Когда первые ростки взошли, упал ходя на землю навзничь, плакал, целовал ее как святыню, кусочки серой сохлой почвы впечатались в губы, а он даже не отплевывался, улыбался, блаженный. Нарисуй его кто – готовый бы вышел портрет святого, пусть и глаза раскосые, и лицо желтое, и кровь нерусская, а все равно святой.

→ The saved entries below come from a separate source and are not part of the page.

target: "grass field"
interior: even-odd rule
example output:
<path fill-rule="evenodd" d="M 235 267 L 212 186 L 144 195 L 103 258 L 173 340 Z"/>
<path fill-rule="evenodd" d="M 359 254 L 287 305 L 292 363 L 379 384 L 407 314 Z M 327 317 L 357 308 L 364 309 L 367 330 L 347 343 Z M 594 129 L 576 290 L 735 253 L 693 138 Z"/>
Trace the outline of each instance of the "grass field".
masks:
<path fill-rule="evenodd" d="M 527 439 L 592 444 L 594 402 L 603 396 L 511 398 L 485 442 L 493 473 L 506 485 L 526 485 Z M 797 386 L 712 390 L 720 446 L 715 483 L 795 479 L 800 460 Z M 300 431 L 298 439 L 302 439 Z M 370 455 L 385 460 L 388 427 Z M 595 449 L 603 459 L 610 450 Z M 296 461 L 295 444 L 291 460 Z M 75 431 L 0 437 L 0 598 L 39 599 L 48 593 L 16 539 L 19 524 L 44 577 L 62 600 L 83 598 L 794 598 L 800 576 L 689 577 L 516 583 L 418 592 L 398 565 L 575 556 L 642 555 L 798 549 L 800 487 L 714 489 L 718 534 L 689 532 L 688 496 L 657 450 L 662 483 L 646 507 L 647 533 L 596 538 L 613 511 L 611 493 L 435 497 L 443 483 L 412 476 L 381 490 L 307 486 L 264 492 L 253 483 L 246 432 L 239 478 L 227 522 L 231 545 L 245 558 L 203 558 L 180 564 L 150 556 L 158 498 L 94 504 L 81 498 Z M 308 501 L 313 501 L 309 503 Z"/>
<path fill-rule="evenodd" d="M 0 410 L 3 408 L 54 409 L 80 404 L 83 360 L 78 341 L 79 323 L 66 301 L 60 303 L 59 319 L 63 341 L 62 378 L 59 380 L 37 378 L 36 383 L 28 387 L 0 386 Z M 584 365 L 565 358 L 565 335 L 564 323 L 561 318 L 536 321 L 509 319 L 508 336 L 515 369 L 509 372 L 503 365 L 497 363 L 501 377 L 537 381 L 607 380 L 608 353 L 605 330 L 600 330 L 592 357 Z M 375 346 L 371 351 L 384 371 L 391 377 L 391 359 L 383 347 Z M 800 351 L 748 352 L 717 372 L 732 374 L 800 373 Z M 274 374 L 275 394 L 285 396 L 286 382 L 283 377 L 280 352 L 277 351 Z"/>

Заколосилось поле – новая беда: вороны прилетели жрать ходин гаолян на дармовщинку, на кровавую халяву. Ходя побежал к Кольке за ружьем – объявить воронам войну и истребление. Колька ходе обрадовался как родному, но ружьем помочь не смог: оно у него много лет уже не стреляло, Колька держал его, чтобы в редкие минуты трезвости отпугивать тигров, медведей да красного волка. Ну а пьяному ему никакой медведь не был страшен, он сам был хуже любого медведя.